In the US, in a recent case the Californian Federal Court decided that "deep-linking" did not constitute copyright infringement and dismissed a claim of unfair competition. The Court concluded that "deep-linking" was acceptable as long as there was no deception as to what was happening and the user of the website was aware that he was being transferred to another site.
More recent cases in Europe have seen claimants seeking to utilise the (relatively) new EC directive on databases (incorporated into UK legislation by the Database Regulations). In these cases, the defendants entered the claimants' databases through links that permitted access without having to enter the claimants' portal. This led to users bypassing adverts on the claimants' sites (from which the claimants derived revenue) and the courts concluded that this constituted "prejudicial re-utilisation" of the claimants' databases.
Can I stop unauthorised linking and framing of my web-site?
Yes, there are certain technical steps you can take.

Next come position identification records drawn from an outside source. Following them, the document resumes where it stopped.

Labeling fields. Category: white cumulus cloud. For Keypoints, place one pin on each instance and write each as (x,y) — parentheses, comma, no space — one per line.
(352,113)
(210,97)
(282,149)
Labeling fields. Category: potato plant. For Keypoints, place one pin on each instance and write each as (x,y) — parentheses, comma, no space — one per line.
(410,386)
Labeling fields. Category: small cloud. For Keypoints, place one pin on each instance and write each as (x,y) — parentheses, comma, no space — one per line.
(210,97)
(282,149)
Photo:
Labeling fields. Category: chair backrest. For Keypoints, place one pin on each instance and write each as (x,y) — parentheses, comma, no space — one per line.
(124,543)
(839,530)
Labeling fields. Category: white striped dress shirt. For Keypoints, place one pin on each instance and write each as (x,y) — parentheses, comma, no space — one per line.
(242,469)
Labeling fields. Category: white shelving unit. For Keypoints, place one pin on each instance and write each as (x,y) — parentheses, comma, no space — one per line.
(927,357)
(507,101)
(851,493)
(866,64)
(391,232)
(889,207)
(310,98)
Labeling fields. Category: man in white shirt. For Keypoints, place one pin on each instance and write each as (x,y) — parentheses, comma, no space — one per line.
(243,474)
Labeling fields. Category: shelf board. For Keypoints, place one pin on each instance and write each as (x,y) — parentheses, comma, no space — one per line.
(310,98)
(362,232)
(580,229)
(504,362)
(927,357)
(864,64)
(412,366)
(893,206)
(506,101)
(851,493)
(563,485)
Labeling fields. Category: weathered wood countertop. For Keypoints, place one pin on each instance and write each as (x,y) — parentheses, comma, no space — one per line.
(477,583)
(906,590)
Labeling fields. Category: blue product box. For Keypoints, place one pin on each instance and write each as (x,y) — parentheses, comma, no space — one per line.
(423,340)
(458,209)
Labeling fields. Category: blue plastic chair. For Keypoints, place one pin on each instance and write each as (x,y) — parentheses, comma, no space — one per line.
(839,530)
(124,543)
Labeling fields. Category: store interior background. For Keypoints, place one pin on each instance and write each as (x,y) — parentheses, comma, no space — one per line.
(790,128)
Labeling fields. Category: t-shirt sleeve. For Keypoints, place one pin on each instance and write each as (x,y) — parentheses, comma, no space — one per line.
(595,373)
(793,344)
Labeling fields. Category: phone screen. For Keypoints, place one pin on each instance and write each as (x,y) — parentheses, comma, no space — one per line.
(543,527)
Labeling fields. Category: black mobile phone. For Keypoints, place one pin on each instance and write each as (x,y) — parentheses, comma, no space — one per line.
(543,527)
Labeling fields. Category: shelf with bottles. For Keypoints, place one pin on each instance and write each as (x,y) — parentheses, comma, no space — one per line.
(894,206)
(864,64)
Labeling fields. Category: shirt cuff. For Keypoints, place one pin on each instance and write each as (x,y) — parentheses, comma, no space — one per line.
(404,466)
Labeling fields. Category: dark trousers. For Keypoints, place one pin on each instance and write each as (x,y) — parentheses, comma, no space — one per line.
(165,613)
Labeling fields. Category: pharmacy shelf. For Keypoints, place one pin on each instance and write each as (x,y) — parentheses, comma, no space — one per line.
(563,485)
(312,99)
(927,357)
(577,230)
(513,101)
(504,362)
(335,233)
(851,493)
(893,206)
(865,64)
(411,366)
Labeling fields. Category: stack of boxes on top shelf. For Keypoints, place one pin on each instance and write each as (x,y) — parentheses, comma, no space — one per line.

There are many online resources to consult including www.searchenginewatch.com, while references to a site elsewhere on the Internet can be checked by using a number of tools including www.linkpopularity.com.
You may also wish to make it clear in your web-site terms and conditions whether or not you permit linking to your web-site. This may help to defeat an argument that by posting information on the Internet you are giving an implied licence that anyone may link to you web-site.
Is it safe to use links and frames in my web-site?
There certainly may be risks in linking and framing. You need to be very careful and may want to seek legal advice. Whilst hypertext reference linking is unlikely to constitute trade mark infringement, deep-linking and framing is more problematic. If in doubt, you should obtain the consent of the owner of the web-site to which you want to link or frame. If you don't obtain permission, you should not by-pass the web-site's home page and include a disclaimer that the sites are not associated.